44. An adenovirus vector comprising an expression cassette of one of claims 37-41.

45. A cell comprising a plasmid or vecor of one of claims 46-48, or progeny thereof.

46. An animal comprising a plasmid or vector of one of claims 42-44, or progeny thereof.

47. The expression cassette of claim 37, wherein the expression levels in a mammalian cell result in an amount of polypeptide per cell of the first transgene within about 100% of the level of the second transgene.

48. The expression cassette of claim 37, wherein the expression levels in a mammalian cell result in an amount of polypeptide per cell of the first transgene within about 75% of the level of the second transgene.

49. The expression cassette of claim 37, wherein the expression levels in a mammalian cell result in an amount of polypeptide per cell of the first transgene within about 50% of the level of the second transgene.

50. The expression cassette of claim 1, further comprising a third transgene.

51. The expression cassette of claim 50, wherein the transgenes are a TK encoding nucleic acid, an IL-2 encoding nucleic acid, and a GM-CSF encoding nucleic acid, an aFGF(21-154) encoding nucleic acid, and a VEGFB(167) encoding nucleic acid.

52. The expression cassette of claim 50, wherein the transgenes are selected from a suicide gene and a cytokine gene.

53. The expression cassette of claim 50 that is an adenovirus vector.

54. The expression cassette of claim 37, further comprising a third polypeptide-encoding transgene sequence.

55. The expression cassette of claim 54, wherein the polypeptides are selected from suicide proteins and cytokines.

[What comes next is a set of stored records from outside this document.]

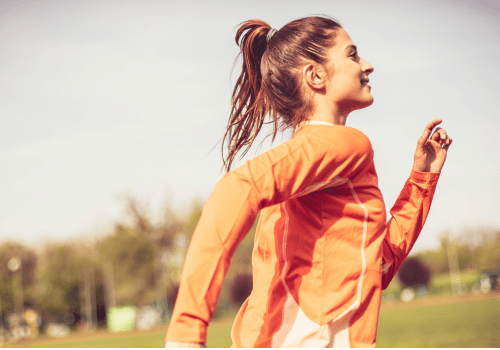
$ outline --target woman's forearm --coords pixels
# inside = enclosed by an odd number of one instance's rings
[[[415,244],[432,203],[440,173],[412,169],[391,209],[382,252],[382,288],[385,289]]]

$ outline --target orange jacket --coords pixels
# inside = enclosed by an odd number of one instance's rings
[[[310,123],[227,173],[190,243],[167,341],[206,342],[231,257],[262,210],[236,347],[374,347],[381,291],[410,252],[439,173],[411,172],[391,210],[360,131]]]

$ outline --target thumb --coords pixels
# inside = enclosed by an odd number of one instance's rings
[[[424,152],[424,146],[425,146],[425,143],[427,142],[427,137],[428,137],[428,133],[427,133],[427,131],[424,131],[422,136],[417,141],[417,151]]]

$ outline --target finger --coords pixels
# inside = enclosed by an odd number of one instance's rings
[[[443,147],[450,144],[450,137],[446,135],[446,138],[443,140]]]
[[[429,135],[432,133],[432,129],[434,129],[437,125],[441,124],[442,121],[443,121],[442,119],[434,119],[433,121],[428,123],[425,126],[422,137],[427,139]]]
[[[432,141],[436,141],[436,142],[438,142],[439,140],[441,140],[441,135],[439,134],[439,128],[434,131],[434,133],[432,134],[432,136],[431,136],[430,139]]]
[[[439,134],[441,136],[441,140],[440,140],[441,146],[444,148],[444,146],[450,144],[450,136],[448,135],[448,133],[444,129],[440,129]]]
[[[446,140],[448,138],[448,134],[446,133],[446,130],[442,128],[437,128],[436,132],[439,132],[439,136],[441,137],[441,140]]]
[[[446,133],[446,130],[443,129],[443,128],[436,128],[436,130],[434,130],[434,133],[432,134],[432,137],[431,137],[434,141],[437,141],[437,140],[446,140],[448,138],[448,134]]]
[[[446,150],[446,151],[448,151],[448,148],[450,148],[452,142],[453,142],[453,139],[450,137],[447,140],[447,143],[444,145],[443,149]]]

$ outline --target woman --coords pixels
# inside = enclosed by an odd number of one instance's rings
[[[413,169],[387,222],[370,141],[345,126],[373,103],[349,35],[307,17],[279,31],[240,25],[242,73],[225,141],[228,172],[193,235],[167,346],[203,346],[232,254],[261,210],[252,254],[253,291],[231,337],[236,347],[374,347],[382,289],[427,217],[452,140],[427,124]],[[293,137],[234,171],[266,115]]]

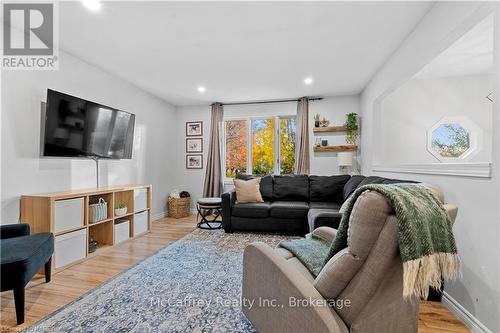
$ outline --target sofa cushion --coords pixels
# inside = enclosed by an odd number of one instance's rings
[[[361,176],[361,175],[354,175],[352,176],[347,183],[344,185],[344,200],[347,200],[351,196],[351,194],[356,191],[356,189],[359,186],[359,183],[361,183],[366,177]]]
[[[309,200],[342,202],[344,185],[349,175],[309,176]]]
[[[337,229],[341,219],[342,214],[339,213],[338,209],[311,208],[309,209],[309,213],[307,213],[309,232],[312,232],[319,227]]]
[[[236,201],[238,203],[264,202],[260,194],[260,178],[234,180]]]
[[[276,232],[303,236],[307,233],[304,219],[280,219],[277,217],[231,217],[231,229],[251,232]]]
[[[234,216],[239,217],[268,217],[271,204],[269,202],[236,203],[233,206]]]
[[[297,259],[296,257],[292,257],[290,259],[287,259],[287,263],[289,267],[297,270],[297,272],[304,276],[311,284],[314,283],[314,276],[311,274],[311,272],[309,272],[307,267],[304,266],[302,262],[300,262],[299,259]]]
[[[237,179],[249,180],[253,179],[256,176],[248,175],[246,173],[238,173],[236,175]],[[260,179],[260,194],[262,195],[262,199],[264,201],[272,201],[273,200],[273,176],[265,175]]]
[[[380,193],[366,191],[354,204],[349,218],[347,248],[338,252],[323,267],[314,286],[325,298],[337,298],[363,266],[392,212],[389,201]]]
[[[274,200],[309,201],[309,177],[274,176]]]
[[[282,219],[305,218],[309,204],[303,201],[275,201],[271,203],[271,217]]]
[[[273,176],[267,175],[260,179],[260,193],[264,200],[273,200]]]
[[[342,206],[341,203],[338,202],[310,202],[309,209],[333,209],[338,212]]]

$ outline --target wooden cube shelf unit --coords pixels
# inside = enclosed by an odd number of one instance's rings
[[[118,219],[129,221],[129,239],[149,232],[151,197],[151,185],[124,185],[23,195],[20,221],[28,223],[32,233],[54,234],[55,250],[52,265],[54,271],[59,271],[116,244],[114,231]],[[107,203],[107,217],[90,222],[89,205],[98,203],[100,198]],[[119,203],[127,205],[127,214],[115,215],[115,207]],[[123,235],[121,236],[123,238]],[[91,238],[99,244],[93,253],[89,253],[88,246]]]

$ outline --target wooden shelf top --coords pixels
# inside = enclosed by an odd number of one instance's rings
[[[102,254],[104,251],[110,249],[113,247],[111,244],[102,244],[97,247],[97,249],[94,252],[88,252],[87,253],[87,258],[92,258],[96,255]]]
[[[115,215],[115,217],[114,217],[114,218],[115,218],[115,220],[116,220],[116,219],[122,219],[122,218],[125,218],[125,217],[130,217],[130,216],[132,216],[132,215],[134,215],[134,212],[132,212],[132,213],[128,213],[128,212],[127,212],[127,214],[123,214],[123,215],[120,215],[120,216]]]
[[[348,151],[348,150],[356,150],[358,149],[357,145],[343,145],[343,146],[322,146],[322,147],[314,147],[314,152],[324,152],[324,151]]]
[[[101,221],[97,221],[97,222],[94,222],[94,223],[90,223],[90,222],[89,222],[89,227],[92,227],[92,226],[94,226],[94,225],[103,224],[103,223],[106,223],[106,222],[111,222],[111,221],[113,221],[113,219],[112,219],[112,218],[110,218],[110,219],[105,219],[105,220],[101,220]]]
[[[145,187],[151,187],[151,184],[144,184],[144,185],[130,184],[130,185],[109,186],[109,187],[94,187],[94,188],[87,188],[87,189],[81,189],[81,190],[71,190],[71,191],[64,191],[64,192],[52,192],[52,193],[23,195],[23,197],[44,197],[44,198],[50,198],[53,200],[59,200],[59,199],[76,198],[76,197],[81,197],[81,196],[105,194],[105,193],[111,193],[111,192],[129,191],[129,190],[135,190],[138,188],[145,188]]]
[[[59,235],[64,235],[64,234],[68,234],[70,232],[73,232],[73,231],[78,231],[78,230],[82,230],[82,229],[86,229],[87,227],[84,226],[84,225],[80,225],[78,227],[75,227],[75,228],[70,228],[70,229],[66,229],[66,230],[62,230],[62,231],[58,231],[58,232],[54,232],[54,236],[59,236]]]
[[[314,133],[324,133],[324,132],[346,132],[347,128],[345,126],[329,126],[329,127],[314,127]]]

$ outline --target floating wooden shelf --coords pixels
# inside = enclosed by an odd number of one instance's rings
[[[346,132],[347,128],[345,126],[330,126],[330,127],[314,127],[314,133],[324,133],[324,132]]]
[[[346,150],[356,150],[358,146],[356,145],[344,145],[344,146],[323,146],[323,147],[314,147],[314,152],[319,153],[323,151],[346,151]]]

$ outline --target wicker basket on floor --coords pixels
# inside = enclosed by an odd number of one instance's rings
[[[168,197],[168,216],[173,218],[187,217],[191,214],[191,198]]]

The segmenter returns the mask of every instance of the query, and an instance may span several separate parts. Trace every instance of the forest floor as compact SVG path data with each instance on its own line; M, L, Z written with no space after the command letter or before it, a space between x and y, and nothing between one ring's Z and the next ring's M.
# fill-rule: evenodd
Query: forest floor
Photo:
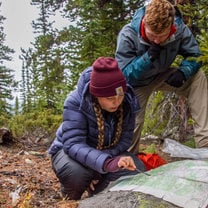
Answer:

56. The expression cassette of claim 54, wherein the polypeptides are IL-2, GM-CSF, and TK.

57. The expression cassette of claim 54 that is an adenovirus vector.

58. A method for inhibiting tumor cell metastasis in a mammal comprising introducing one or more vectors into a tumor cell or an area surrounding a tumor cell, wherein at least one of the vectors comprises the cassette of one of claims 1, 37, 50, or 54, and wherein the transgenes are selected from suicide genes and cytokines, and allowing the transgenes to be expressed in or surrounding the tumor cell.

57. The method of claim 58, wherein one or more vector is an adenovirus vector.

58. The method of claim 58, wherein the transgenes are IL-2 and GM-CSF.

59. The method of claim 58, wherein the transgenes are IL-2, GM-CSF, and TK.

60. The method of claim 59, wherein each of the one or more vectors is an adenoviral vector.

61. A method of improving or producing immunity to a tumor in a mammal, comprising introducing a vector comprising an expression cassette of one of claims 1 or 37, wherein one of the transgenes is a suicide gene or apoptotic gene and a second transgene is a cytokine, and allowing the tumor cells lysed or killed by the activity of the suicide or apoptotic protein expressed from the suicide gene or apoptotic gene to produce an immune response to the tumor.

62. The method of claim 61, wherein the suicide gene is a TK gene.

63. The method of claim 61, wherein the cytokine gene is GM-CSF.

64. The method of claim 61, wherein the cytokine gene is IL-2.

65. The method of claim 61, wherein two separate vectors are used.

66. The method of claim 65, wherein the vectors together encode a TK gene, an IL-2, and a GM-CSF.

67. The method of claim 65, wherein the vectors are adenoviral vectors.

68. The expression cassette of claim 37, further comprising a third transgene.

69. The expression cassette of claim 68, wherein the transgenes encode a TK, an IL-2, and a GM-CSF.

70. The expression cassette of claim 69 that is an adenovirus vector.

71. The expression cassette of claim 69 that is a plasmid vector.